Si pensa troppe volte che chi indossa una divisa, abbia una strada preferenziale, ma non è così. Viviamo come tutti e come tutti abbiamo i nostri problemi quotidiani da risolvere che vanno dal mutuo da pagare alla spesa da fare, far quadrare i conti, insomma. Quando esci di casa, non ci sono orari. La stanchezza la dimentichi e fai quanto è necessario per assicurare la protezione a chi accompagni. Gli affetti che abbiamo, che condividono la nostra vita sono armati di santa pazienza, ed anche questo è fondamentale. È da comprendere che non è facile condividere la vita con persone che non hanno orari, che non possono parlare del proprio lavoro se non per linee generali e basta. È una questione di fiducia. Certo, questo non impedisce che, una volta tornati a casa, la gestione del quotidiano familiare debba avere la sua preminenza, stanchezza o non stanchezza: la farmacia, l’insegnante a scuola non aspettano mica che tu abbia recuperato il sonno perso (ride… nda)”.

Che cosa pensi sia sbagliato nella percezione che hanno le persone di questo lavoro?

Che si passi dall’essere un supereroe ad essere uno sbruffone. Dall’essere invincibile e senza paura, ad essere qualcuno a cui piace correre a sirene spiegate. Ecco ci sono troppe definizioni che lasciano il tempo che trovano e non consegnano un’idea reale di questo lavoro. Ci vuole professionalità, dedizione ma anche formazione costante. Non ci si improvvisa, bisogna sempre studiare e perfezionarsi. I pericoli come le mafie si evolvono. Non bisogna mai pensare che è qualcosa di statico. Una minaccia che si protrae nel tempo può trovare mille strade per diventare reale. È un lavoro di squadra e non solo di noi che siamo direttamente sul campo. Ecco, c’è bisogno di comprendere che è soprattutto un lavoro di squadra, la differenza la si fa tutti insieme e si permette ad un magistrato minacciato di poter svolgere il suo lavoro che alla fine sarà di beneficio per tutti i cittadini e la società civile. La lotta alle mafie non deve avere mai un suo eroe, è sbagliato. Deve essere uno sforzo comune, perché altrimenti un eroe lo ammazzi e hanno vinto loro.
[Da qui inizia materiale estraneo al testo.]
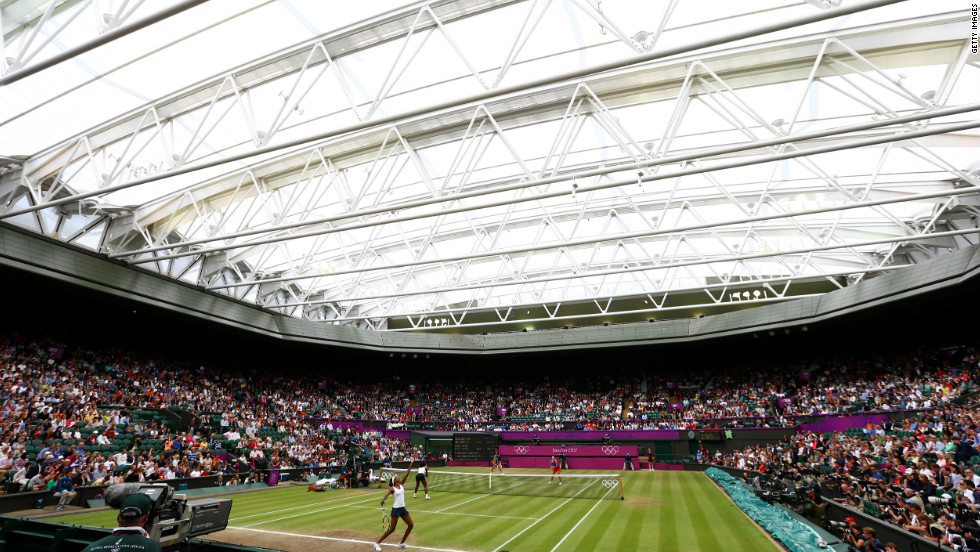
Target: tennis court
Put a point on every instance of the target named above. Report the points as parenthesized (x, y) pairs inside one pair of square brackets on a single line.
[(661, 511)]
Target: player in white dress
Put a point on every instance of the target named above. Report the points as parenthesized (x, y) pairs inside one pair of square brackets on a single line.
[(422, 477), (398, 510)]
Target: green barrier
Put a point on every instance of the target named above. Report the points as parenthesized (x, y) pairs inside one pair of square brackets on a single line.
[(796, 536)]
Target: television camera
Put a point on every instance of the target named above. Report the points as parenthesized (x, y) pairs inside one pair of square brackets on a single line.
[(173, 518)]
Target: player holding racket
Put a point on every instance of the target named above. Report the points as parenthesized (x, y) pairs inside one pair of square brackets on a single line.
[(422, 477), (555, 470), (397, 488), (496, 463)]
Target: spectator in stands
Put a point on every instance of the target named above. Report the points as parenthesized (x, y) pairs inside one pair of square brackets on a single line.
[(64, 489)]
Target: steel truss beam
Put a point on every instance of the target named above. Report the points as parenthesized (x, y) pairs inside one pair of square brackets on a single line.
[(527, 185), (23, 70), (475, 98), (941, 129)]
Ma se invece è la maggioranza, ognuno per la sua parte, che svolge il proprio dovere, allora la vedo molto più difficile per le mafie riuscire a vincere.

C’è stato mai un momento in cui ti sei sentito in pericolo per davvero, anzi un momento in cui hai avuto paura?

Paura mai, qualche volta preoccupazione. Ma paura no, perché mi fido dei miei colleghi: il gioco di squadra del quale ti parlavo. Ognuno di noi deve essere preparato e formato, perché noi proteggiamo la vita della personalità che è sotto scorta, ma tra noi ci proteggiamo fidandoci del collega, della sua attenzione, della bravura a non farsi sorprendere da nulla. Da soli possiamo poco o nulla, il concetto è che bisogna essere uniti e aver fiducia. Poi è un lavoro che ogni giorno è diverso, un lavoro che non ha mai una routine proprio perché non deve assolutamente mai averla. È un lavoro fatto di tanti sacrifici, perché ogni passione significa anche sacrificio. E il momento più gratificante è quando finisce una giornata e ricevi una pacca sulla spalla senza nessuna parola, basta guardarsi in faccia e sapere che ancora una volta abbiamo tracciato una linea di difesa che non è stata valicata da nessuno. Facciamo la nostra piccola parte nella lotta alle mafie, e questo dà una grande soddisfazione, vera. Ecco quando torni a casa, prima di fare la spesa al supermercato o pagare le bollette, guardi i tuoi figli negli occhi e sai che hai lavorato onestamente. Più siamo, meno spazio diamo alla criminalità organizzata.